In interviews at last week's PC Expo, officials from top portables vendors including Compaq, IBM and Toshiba disclosed that to alleviate shortages of notebooks they are in the midst of unprecedented manufacturing expansion. Due primarily to shortages in key components, demand for many notebooks has outstripped supply since earlier this year.
Meanwhile, a raft of newcomers, notably Japanese vendors Hitachi and Fujitsu, are pushing into the US market for the first time in addition to redoubling their efforts abroad.
The upshot, analysts say, will be felt as early as the third quarter of this year when supply constraints begin easing. As production volumes grow the fourth quarter will likely bring severe pricing and marketing battles, analysts say.
"It's going to be a bloody third and fourth quarter," says Mike McGuire, senior industry analyst at San Jose-based market research Dataquest.
In expectation of the fray, vendors say they are buckling down.
"I think there is good potential for aggressive pricing by the fourth quarter so I'm planning for such a contingency," says Jeffrey Friederichs, vice-president, worldwide marketing at Toshiba's computer systems group.
"This year I think it's very much about establishing who will be in for the long term.

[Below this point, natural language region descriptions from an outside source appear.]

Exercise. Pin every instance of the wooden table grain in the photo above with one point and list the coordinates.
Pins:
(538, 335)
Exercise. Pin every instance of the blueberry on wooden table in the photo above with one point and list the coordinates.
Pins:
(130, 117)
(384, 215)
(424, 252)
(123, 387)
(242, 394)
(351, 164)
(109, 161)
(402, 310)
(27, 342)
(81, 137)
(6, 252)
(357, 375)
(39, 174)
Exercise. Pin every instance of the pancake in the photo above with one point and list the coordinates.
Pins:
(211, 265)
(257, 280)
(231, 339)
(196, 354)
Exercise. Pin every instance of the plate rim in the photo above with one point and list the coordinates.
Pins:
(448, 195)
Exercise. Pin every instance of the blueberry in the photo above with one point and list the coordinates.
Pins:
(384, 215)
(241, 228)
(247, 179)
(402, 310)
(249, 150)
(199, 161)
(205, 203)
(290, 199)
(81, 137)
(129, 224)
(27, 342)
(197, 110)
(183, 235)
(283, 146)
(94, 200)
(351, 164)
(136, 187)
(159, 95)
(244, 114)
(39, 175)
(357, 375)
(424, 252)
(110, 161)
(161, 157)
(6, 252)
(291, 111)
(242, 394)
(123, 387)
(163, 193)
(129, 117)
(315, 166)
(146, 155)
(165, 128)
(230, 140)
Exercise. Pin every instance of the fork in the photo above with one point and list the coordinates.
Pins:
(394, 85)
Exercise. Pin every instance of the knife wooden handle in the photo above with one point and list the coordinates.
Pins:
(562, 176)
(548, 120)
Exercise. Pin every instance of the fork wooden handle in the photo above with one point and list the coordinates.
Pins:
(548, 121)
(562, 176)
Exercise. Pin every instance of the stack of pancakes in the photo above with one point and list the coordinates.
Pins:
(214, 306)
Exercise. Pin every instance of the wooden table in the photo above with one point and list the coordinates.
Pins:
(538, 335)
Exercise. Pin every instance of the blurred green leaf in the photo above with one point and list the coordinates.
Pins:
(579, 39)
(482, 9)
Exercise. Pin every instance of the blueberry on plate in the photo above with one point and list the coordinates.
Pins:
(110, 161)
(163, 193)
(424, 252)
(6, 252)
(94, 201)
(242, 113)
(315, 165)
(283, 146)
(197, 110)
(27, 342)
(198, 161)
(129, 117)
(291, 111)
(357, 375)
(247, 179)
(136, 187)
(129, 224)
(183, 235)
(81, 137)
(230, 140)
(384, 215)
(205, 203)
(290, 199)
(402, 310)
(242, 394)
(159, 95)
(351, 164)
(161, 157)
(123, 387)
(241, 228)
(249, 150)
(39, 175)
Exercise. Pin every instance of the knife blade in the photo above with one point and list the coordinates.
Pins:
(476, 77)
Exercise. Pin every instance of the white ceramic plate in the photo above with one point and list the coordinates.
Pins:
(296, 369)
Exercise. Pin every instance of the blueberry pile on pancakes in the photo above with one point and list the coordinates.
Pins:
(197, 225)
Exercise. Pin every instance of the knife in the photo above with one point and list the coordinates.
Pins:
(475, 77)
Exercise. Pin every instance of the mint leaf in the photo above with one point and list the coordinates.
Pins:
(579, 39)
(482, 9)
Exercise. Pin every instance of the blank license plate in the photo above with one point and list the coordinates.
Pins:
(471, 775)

I think someone will get knocked out in the next twelve months," Friederichs says.
Analysts agree that second- and third-tier vendors, many of which have been plagued by component shortages, will likely be hit hard by heated competition but "everyone will get pounded -- nobody gets a rest; no one will get to sit out", says Bruce Stephen, vice-president of worldwide PC research at International Data.

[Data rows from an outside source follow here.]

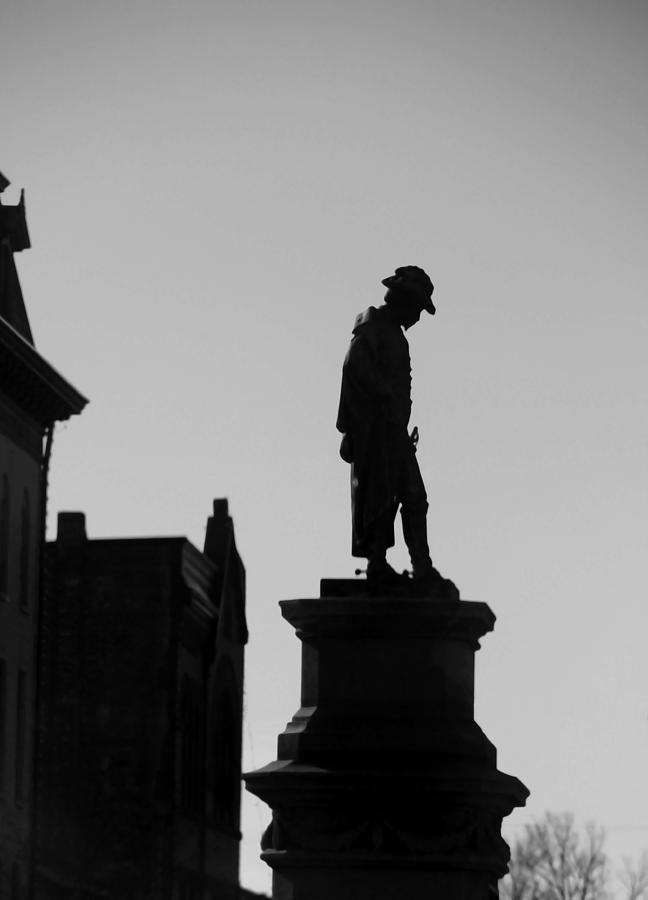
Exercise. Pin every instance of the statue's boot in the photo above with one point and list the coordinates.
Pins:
(381, 574)
(425, 578)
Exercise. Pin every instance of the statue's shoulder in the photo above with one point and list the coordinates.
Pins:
(367, 319)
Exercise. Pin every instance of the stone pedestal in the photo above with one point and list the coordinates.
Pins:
(385, 787)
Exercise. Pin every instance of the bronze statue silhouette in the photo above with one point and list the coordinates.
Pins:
(373, 416)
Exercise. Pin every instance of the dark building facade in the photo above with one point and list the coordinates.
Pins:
(33, 396)
(139, 760)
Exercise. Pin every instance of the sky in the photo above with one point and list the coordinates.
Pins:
(215, 190)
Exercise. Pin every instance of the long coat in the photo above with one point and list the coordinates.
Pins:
(374, 411)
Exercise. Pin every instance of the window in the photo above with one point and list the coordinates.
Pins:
(25, 555)
(16, 882)
(21, 700)
(3, 723)
(193, 748)
(4, 539)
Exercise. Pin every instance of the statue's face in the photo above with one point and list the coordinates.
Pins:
(410, 312)
(406, 306)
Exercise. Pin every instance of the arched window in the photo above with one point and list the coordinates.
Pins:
(4, 539)
(227, 763)
(25, 551)
(16, 882)
(192, 725)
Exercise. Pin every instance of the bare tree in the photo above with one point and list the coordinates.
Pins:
(554, 861)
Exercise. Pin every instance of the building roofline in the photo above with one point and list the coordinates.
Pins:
(32, 382)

IBM and Compaq, both with revamped product lines, are aiming at Toshiba which to date has been largely unchallenged in notebooks.

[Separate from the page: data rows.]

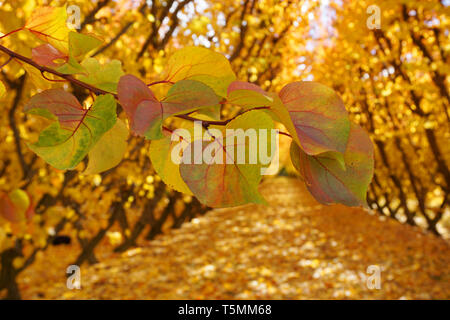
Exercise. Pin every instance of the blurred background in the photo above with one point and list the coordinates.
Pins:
(388, 60)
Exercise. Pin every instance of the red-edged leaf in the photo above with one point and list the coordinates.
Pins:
(132, 91)
(57, 103)
(147, 114)
(329, 183)
(16, 206)
(247, 95)
(46, 55)
(228, 178)
(64, 143)
(318, 115)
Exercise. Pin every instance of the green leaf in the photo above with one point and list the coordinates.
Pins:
(329, 183)
(49, 24)
(64, 143)
(231, 182)
(109, 150)
(161, 155)
(105, 77)
(147, 114)
(16, 206)
(47, 55)
(318, 115)
(247, 95)
(201, 64)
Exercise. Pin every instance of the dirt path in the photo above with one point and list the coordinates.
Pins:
(292, 249)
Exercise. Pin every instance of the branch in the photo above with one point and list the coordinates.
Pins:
(43, 69)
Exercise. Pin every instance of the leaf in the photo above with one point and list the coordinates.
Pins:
(318, 115)
(201, 64)
(109, 150)
(2, 89)
(36, 77)
(247, 95)
(329, 183)
(46, 55)
(161, 157)
(79, 45)
(49, 25)
(16, 206)
(64, 143)
(147, 114)
(226, 184)
(105, 77)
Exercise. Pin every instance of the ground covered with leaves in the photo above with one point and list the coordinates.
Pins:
(292, 249)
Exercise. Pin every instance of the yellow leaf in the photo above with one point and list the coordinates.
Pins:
(109, 150)
(49, 25)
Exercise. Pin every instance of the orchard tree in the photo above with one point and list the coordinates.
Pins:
(91, 147)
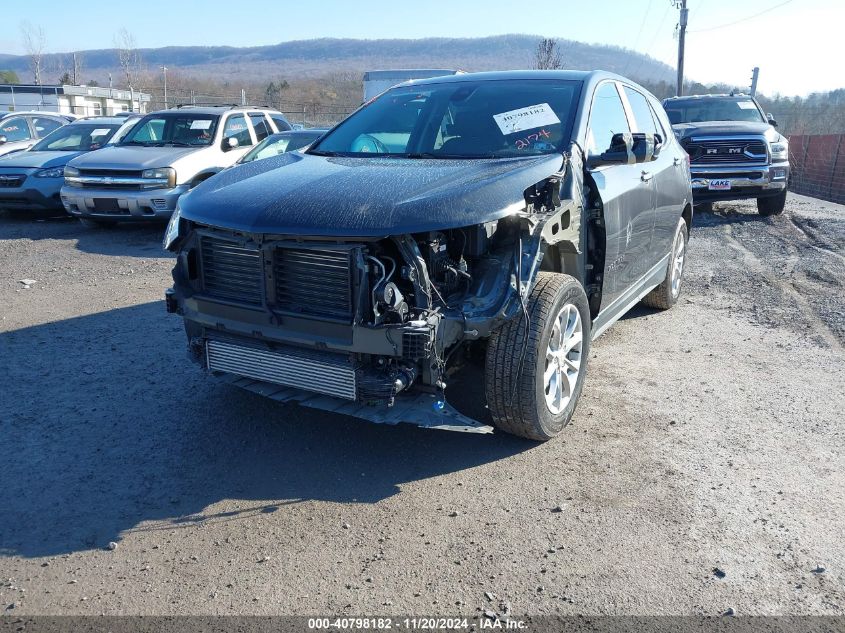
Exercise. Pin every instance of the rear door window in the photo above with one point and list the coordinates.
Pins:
(44, 125)
(15, 129)
(259, 125)
(236, 128)
(281, 124)
(643, 116)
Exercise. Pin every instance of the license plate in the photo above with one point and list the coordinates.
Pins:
(106, 205)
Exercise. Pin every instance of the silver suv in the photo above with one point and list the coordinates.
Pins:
(166, 154)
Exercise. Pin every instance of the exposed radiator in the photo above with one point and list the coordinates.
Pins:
(230, 271)
(321, 372)
(314, 281)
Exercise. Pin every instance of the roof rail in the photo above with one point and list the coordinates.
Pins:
(228, 106)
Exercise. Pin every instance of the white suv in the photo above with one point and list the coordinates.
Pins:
(163, 156)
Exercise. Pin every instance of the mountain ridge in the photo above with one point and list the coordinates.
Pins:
(320, 56)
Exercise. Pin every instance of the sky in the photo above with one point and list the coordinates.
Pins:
(796, 43)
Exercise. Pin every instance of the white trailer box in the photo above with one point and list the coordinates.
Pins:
(377, 81)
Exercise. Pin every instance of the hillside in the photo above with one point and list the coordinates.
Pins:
(312, 58)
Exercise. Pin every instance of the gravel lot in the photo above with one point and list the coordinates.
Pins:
(704, 468)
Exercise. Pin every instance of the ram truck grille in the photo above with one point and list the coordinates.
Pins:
(314, 281)
(231, 271)
(312, 370)
(705, 151)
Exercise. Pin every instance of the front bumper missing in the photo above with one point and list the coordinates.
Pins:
(422, 409)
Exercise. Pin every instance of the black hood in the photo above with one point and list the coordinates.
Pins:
(302, 194)
(721, 128)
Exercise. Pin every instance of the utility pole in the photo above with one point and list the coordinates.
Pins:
(682, 32)
(164, 70)
(755, 72)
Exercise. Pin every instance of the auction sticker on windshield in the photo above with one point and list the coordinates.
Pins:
(526, 118)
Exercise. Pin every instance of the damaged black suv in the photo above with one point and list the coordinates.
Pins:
(505, 219)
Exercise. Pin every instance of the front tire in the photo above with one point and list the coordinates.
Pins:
(772, 205)
(538, 401)
(666, 294)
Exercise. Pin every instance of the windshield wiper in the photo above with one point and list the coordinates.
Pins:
(318, 152)
(419, 155)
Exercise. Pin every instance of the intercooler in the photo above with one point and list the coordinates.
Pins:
(321, 372)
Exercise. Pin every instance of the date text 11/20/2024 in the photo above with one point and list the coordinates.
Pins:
(491, 622)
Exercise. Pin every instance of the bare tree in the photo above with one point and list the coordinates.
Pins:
(127, 55)
(34, 42)
(547, 56)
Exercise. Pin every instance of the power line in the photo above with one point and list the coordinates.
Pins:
(750, 17)
(639, 33)
(653, 40)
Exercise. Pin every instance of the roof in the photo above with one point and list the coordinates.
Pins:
(44, 113)
(408, 73)
(499, 75)
(206, 109)
(737, 95)
(105, 120)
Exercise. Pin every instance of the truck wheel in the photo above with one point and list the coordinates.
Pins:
(666, 294)
(538, 401)
(771, 205)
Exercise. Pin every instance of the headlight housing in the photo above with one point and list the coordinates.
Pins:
(51, 172)
(172, 233)
(159, 177)
(780, 149)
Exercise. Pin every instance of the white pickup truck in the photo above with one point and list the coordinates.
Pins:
(166, 154)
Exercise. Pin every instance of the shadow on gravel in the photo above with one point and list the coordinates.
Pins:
(106, 424)
(727, 214)
(128, 240)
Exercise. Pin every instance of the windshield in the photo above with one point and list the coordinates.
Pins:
(467, 119)
(275, 145)
(180, 129)
(697, 110)
(77, 137)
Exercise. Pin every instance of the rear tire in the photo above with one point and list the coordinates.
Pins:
(666, 294)
(538, 401)
(771, 205)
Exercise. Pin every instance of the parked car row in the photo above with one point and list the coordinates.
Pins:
(109, 169)
(33, 179)
(21, 130)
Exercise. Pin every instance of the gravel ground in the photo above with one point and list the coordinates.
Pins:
(704, 468)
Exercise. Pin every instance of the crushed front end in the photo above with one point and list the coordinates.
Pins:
(369, 326)
(369, 322)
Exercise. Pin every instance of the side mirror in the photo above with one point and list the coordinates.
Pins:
(629, 149)
(646, 146)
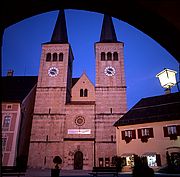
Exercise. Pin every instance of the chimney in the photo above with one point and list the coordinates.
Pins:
(10, 72)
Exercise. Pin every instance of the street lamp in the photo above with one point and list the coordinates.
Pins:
(167, 79)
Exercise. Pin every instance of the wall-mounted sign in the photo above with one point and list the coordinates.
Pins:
(79, 131)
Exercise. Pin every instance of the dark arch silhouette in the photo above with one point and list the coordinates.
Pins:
(158, 19)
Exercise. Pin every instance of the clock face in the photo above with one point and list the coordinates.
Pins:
(109, 71)
(53, 71)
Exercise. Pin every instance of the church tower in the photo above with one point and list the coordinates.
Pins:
(52, 93)
(110, 90)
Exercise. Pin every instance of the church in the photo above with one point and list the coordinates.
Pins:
(73, 118)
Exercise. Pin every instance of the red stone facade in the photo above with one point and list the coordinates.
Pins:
(76, 121)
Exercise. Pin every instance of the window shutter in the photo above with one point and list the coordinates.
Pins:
(139, 133)
(178, 130)
(123, 135)
(133, 134)
(151, 133)
(165, 131)
(158, 159)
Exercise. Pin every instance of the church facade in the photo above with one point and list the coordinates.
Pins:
(73, 118)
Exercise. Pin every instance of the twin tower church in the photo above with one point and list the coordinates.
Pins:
(72, 117)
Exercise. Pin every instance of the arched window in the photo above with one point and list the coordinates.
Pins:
(85, 92)
(81, 92)
(109, 56)
(103, 56)
(115, 56)
(54, 56)
(61, 56)
(48, 57)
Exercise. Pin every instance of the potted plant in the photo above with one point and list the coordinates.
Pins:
(55, 171)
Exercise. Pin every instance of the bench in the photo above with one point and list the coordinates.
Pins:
(11, 171)
(104, 171)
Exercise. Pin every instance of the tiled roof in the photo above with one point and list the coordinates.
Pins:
(153, 109)
(16, 88)
(74, 81)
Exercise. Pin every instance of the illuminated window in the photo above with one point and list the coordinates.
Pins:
(61, 56)
(101, 162)
(54, 56)
(85, 93)
(171, 130)
(103, 58)
(107, 162)
(81, 92)
(109, 56)
(4, 141)
(48, 57)
(7, 120)
(148, 132)
(129, 133)
(115, 56)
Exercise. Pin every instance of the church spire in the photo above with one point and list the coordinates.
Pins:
(60, 32)
(108, 33)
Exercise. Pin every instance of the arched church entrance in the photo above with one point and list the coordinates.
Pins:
(78, 160)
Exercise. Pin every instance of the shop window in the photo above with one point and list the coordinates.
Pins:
(81, 92)
(101, 162)
(6, 122)
(54, 56)
(153, 160)
(61, 56)
(128, 135)
(172, 131)
(130, 160)
(4, 141)
(103, 56)
(109, 56)
(115, 56)
(107, 162)
(9, 106)
(85, 93)
(48, 57)
(145, 133)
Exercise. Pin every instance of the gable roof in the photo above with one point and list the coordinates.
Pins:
(60, 31)
(16, 88)
(108, 32)
(153, 109)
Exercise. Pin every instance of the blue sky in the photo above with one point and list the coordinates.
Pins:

IBM has lost customers in the past because it could never meet the demand for its notebooks, says Anthony Santelli, general manager for product brand management at the IBM PC company. "People went to other players because we couldn't supply the Thinkpad. Now we're in the best supply position we have ever been in," he says.
But, according to Atsutoshi Nishida, general manager of Toshiba's PC business, the current short supply of components, namely lithium ion batteries and large-format TFT LCD screens, will keep the notebook shortage alive through this year.
"The shortage will continue until next year," Nishida says. But, "if there is a price war we will win".